For next-generation mobile devices the Cortex-A8 synthesisable processor implementation will run at over 500 MHz in 65-nm low-power processes and occupy less than 4 mm2 of silicon (excluding NEON technology, Trace technology and caches).
"The superscalar Cortex-A8 processor delivers desktop performance with low power for high-volume mobile and consumer products," said John Cornish, vice president of Marketing, Processor Division, ARM.
"The new the automated flow developed in collaboration with Cadence Design Systems and certified by ARM enables our silicon Partners to implement Cortex-A8 processor-based designs quickly and efficiently, and achieve their performance and power goals".
"Today's markets are creating the ultimate challenge for designs with performance and time schedule requirements that form the basis of a unique opportunity," said Max Baron, principal analyst, In-Stat/Microprocessor Report.
"The Cortex-A8 processor synthesisable design flow from ARM and Cadence provides system-on-chip designers with options to match the challenge".

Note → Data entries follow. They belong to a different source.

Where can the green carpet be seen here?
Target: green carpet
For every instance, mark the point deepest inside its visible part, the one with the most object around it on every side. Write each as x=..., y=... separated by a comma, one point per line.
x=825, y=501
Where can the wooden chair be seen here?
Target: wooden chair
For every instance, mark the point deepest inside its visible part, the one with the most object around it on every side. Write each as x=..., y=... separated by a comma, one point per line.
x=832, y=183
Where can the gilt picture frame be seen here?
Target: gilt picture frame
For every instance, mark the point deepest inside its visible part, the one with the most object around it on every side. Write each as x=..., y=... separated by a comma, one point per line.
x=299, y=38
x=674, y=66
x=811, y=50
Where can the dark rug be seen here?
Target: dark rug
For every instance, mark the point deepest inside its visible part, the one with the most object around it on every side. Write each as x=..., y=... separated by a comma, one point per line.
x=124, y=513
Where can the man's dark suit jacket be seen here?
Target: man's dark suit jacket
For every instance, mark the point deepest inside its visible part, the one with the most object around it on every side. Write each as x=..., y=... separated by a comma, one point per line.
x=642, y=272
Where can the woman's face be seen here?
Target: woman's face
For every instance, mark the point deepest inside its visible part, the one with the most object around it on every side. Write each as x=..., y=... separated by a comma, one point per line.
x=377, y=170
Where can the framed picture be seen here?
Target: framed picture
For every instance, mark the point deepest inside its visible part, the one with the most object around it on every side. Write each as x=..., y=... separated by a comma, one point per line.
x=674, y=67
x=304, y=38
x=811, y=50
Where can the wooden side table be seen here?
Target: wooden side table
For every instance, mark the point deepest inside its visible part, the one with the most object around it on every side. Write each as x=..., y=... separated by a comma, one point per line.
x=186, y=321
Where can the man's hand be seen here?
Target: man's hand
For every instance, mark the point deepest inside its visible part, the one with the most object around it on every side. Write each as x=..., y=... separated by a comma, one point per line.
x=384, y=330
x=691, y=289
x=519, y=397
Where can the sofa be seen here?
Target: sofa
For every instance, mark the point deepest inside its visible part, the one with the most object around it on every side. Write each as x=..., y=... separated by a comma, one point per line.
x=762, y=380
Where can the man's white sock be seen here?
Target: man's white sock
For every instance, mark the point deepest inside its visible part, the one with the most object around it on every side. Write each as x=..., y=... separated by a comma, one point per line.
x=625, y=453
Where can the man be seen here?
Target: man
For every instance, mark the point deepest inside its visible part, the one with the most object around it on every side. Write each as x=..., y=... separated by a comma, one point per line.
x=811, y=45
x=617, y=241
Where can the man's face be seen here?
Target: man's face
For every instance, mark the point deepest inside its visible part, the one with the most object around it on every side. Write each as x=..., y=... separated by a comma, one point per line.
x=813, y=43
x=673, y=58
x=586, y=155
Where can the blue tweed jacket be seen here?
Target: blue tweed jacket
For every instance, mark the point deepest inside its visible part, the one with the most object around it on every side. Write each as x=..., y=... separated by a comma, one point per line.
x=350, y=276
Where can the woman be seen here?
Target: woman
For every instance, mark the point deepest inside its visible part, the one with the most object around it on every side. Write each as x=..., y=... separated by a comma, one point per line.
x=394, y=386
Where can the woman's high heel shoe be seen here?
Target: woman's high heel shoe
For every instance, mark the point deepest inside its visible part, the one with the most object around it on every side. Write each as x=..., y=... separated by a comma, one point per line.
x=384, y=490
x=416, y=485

"Designers can now select part-custom implementations at frequencies higher than 1.0 GHz, or with the new flexibility from ARM opt for an easier 750 MHz synthesisable design that can be brought to market faster".
"Companies that design with embedded processors for low-power mobile and consumer applications, face unique challenges of shrinking geometries and limited battery life requiring power power-efficient design".
"Designing these ICs requires large groups of designers and months of design time," said Daya Nadamuni, vice president, Gartner Dataquest.
"Automated, synthesisable flows are one of the answers that help address these issues".
"Customer benefits are clearly attractive: faster time-to-market and confidence in achieving the performance/power targets with maximum productivity efficiency".
The ARM Cortex-A8 processor is fully supported in ARM's RealView family of embedded software and ESL tools, and has established a following among the leading industry Partners for software and tools, including CodeSourcery, Green Hills, Lauterbach, Microsoft, MontaVista, Symbian and WindRiver.
Licensees of the ARM Cortex-A8 processor include Freescale, Matsushita Electric Industrial, Samsung and Texas Instruments.